Nuprl uses a type system based on Martin-Löf intuitionistic type theory to model mathematical statements in a digital library. Mathematical theories can be constructed and analyzed with a variety of editors, including a graphical user interface, a web-based editor, and an Emacs mode. A variety of evaluators and inference engines can operate on the statements in the library. Translators also allow statements to be manipulated with Java and OCaml programs.

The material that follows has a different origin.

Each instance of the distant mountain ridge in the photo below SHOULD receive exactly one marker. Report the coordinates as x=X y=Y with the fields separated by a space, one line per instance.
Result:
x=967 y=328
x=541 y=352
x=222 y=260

The overall system is controlled with a variant of ML.

Nuprl 5's architecture is described as a "distributed open architecture", and Nuprl 5 is intended primarily to be used as a web service rather than as standalone software.

== History ==

Nuprl was first released in 1984, and was first described in detail in the book Implementing Mathematics with the Nuprl Proof Development System, published in 1986. Nuprl 2 was the first Unix version. Nuprl 3 provided machine proof for mathematical problems related to Girard's paradox and Higman's lemma. Nuprl 4, the first version developed for the World Wide Web, was used to verify cache coherency protocols and other computer systems.

The current system architecture, implemented in Nuprl 5, was first proposed in a 2000 conference paper. A reference manual for Nuprl 5 was published in 2002. Nuprl has been the subject of many computer science publications.
== Successors ==

Both the JonPRL and RedPRL systems are also based on computational type theory. RedPRL is explicitly "inspired by Nuprl".